If you want it to be fast to minimize the time it impacts your production traffic. In that case, the best solution is to run backups on a replica. That will have zero impact on your production traffic (except that you need to enable the binlog on the master, which has a nonzero load on I/O). Any locking or pausing caused by the backup will only affect the replica. After the backup is finished, the replica will resume replicating changes and it will catch up.
You should be concerned not only with the speed of backup, but the speed of restore. Several other answers have suggested mysqldump, but restoring a backup created with mysqldump runs thousands of CREATE and INSERT statements contained within the backup. This can take hours, depending on your hardware and the size of your databases.
Percona XtraBackup (http://www.percona.com/doc/percona-xtrabackup/) is a very good alternative, because it's faster than mysqldump to create the backup (except in a couple of edge cases), and the format of the backup can literally be used to replace the data directory; you can restore it as fast as you can rsync the files into place.

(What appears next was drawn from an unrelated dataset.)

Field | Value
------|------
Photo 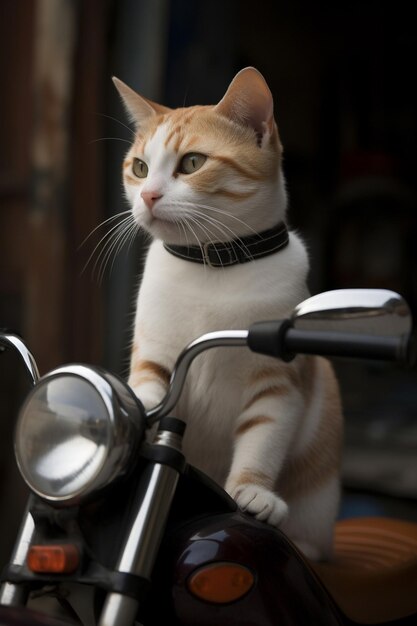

Finally, I want to remind you to verify your backups. I've known some businesses that had an emergency and went to restore from their backup, only to discover that their last six months of backups are unusable for some reason. The best way to verify the backup is to try restoring it on a test server, and then run a few ad hoc queries to confirm it restored the data you expect it to. And of course, you can always ask your web host service provider to do that for you.